Fafhrd broke for the front door while the Mouser dove for the back. Tasslehoff nearly split himself in two trying to chase them both. But the Mouser found his exit blocked by a crowd of club-wielding thugs, while Fafhrd escape was similarly stymied by a gang of sword-brandishing bravos.

"By Cat's Claw," swore the Mouser, "what have we done to earn the Guild's ire this time?"

"By Heartseeker, I know not, but they've employed the Slayer's Brotherhood to make us pay for it," Fafhrd replied.

Tasslehoff, with his limited understanding their language, was rather slow in responding. "By Rabbitslayer, take us not alive they will!" he cried. Before he could further declaim his warrior solidarity, the twain crushed him between them, as they took up familiar positions back-to-back and prepared to face the onslaught.
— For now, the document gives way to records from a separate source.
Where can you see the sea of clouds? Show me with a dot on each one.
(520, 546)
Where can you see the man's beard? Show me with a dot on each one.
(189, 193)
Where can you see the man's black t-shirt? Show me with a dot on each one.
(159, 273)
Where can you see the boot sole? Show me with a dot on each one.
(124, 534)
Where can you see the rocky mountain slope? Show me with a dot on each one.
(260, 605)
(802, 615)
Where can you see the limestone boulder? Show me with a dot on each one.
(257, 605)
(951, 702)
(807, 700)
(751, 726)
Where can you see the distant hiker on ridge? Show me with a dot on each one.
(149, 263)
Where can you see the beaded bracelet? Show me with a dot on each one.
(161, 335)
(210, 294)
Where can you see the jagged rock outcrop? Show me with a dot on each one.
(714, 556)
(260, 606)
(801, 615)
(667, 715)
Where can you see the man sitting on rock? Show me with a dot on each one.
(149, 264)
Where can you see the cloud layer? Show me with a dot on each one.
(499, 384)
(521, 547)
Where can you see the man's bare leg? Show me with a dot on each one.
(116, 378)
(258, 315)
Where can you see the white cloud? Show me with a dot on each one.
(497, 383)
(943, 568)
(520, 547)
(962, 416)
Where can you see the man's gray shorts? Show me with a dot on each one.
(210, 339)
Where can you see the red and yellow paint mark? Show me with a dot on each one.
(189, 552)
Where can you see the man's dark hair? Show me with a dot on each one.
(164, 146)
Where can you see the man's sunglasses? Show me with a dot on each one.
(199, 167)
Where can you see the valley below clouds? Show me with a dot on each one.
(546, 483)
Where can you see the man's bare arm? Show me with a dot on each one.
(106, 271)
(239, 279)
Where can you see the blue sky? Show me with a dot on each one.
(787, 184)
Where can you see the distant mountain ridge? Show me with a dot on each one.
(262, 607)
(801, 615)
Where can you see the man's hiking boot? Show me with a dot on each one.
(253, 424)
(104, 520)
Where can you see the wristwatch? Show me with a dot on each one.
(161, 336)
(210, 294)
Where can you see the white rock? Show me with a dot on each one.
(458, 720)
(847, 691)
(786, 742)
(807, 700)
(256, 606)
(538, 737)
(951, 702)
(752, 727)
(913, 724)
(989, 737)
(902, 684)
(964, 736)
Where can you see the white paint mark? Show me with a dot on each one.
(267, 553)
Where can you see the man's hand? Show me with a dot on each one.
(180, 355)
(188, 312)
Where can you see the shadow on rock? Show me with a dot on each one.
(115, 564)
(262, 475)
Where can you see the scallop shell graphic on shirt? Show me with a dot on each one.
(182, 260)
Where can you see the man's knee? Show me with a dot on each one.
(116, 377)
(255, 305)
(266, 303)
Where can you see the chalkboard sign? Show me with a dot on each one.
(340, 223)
"Who the devil was that small chap, anyway?" Fafhrd asked as he drew his sword.

"Mog only knows," Mouser said as he brandished his own. "Some imp of Ninguable's sending, I deem. I don't see him anymore, but I feel his hands in my pockets."

"Likewise. He must have more arms than were first apparent." Now completely surrounded, their stalkers prepared to attack. "On guard, Gray One, they seem to have some grudge against us."

And so began one of the more terrific battles in recent Lankhmar history, during which those two most notable swordsmen, Fafhrd and the Gray Mouser, barely escaped with their lives. But they gave better than they were dealt, littering the floor with corpses and filling the night with screams. For some months afterwards there was a noticeable shortage of brawny cutthroats for hire, as well as a sharp drop in muggings, burglaries, and midnight robberies. As for our two heroes, an otherwise boring evening had taken an exciting, if mystifying turn.

For Ninguable's imp had vanished as quickly as he'd appeared.